Compound 1-13 (20.50 g, 58.67 mmol, 1 eq) and Intermediate C (28.39 g, 52.80 mmol, 0.9 eq) were dissolved in N,N-dimethylformamide (200 mL), N,N-diisopropylethylamine (22.75 g, 176.01 mmol, 30.66 mL, 3 eq) and 1-hydroxybenzotriazole (10.31 g, 76.27 mmol, 1.3 eq) was added, then 1-(3-dimethylaminopropyl) -3-ethylcarbodiimide hydrochloride (14.62 g, 76.27 mmol, 1.3 eq) was added, and the reaction solution was reacted for 16 hours at 15˜25° C. under nitrogen protection. The reaction solution was poured into 1.5 L ice water, stirred for 10 minutes and then filtered, the filter cake was washed with water (300 mL×2), the filtrate was extracted by ethyl acetate (500 mL×2). The filter cake was dissolved into the organic phase, sequentially washed with dilute hydrochloric acid (0.5 N, 100 mL×2), saturated sodium bicarbonate (100 mL×2) and salt water (200 mL), dried over anhydrous sodium sulfate, filtered and concentrated under reduced pressure to obtain a residue. The residue was purified by flash silica gel column chromatography (petroleum ether/ethyl acetate=2/1 to 1/2, 10% dichloromethane) to obtain Compound 1-14.

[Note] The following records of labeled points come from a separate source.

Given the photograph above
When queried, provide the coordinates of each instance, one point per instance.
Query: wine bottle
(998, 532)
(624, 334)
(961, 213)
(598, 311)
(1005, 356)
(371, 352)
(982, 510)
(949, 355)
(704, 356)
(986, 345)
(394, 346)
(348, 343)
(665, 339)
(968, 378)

Compound 1-14 (10.00 g, 11.51 mmol, 1 eq) was dissolved in N,N-dimethylformamide (50 mL), sulfur trioxide N,N-dimethylformamide complex (13.63 g, 46.03 mmol, 47% purity, 4 eq) was added at 0˜5° C., and it was stirred at 0˜5° C. for 3 hours. The mixture was poured into a mixed solvent of water (80 mL) and ethyl acetate (150 mL), the liquid was separated, the aqueous phase was extracted with ethyl acetate (100 mL×3). The organic layer is washed with salt water (150 mL×3), dried over anhydrous sodium sulfate, filtered and concentrated under reduced pressure to obtain a residue. The residue was purified by silicone column chromatography (petroleum ether/ethyl acetate=2/1 to 0/1+10% dichloromethane) to obtain compound 1-15. LCMS (ESI) m/z: 949.1 (M+1).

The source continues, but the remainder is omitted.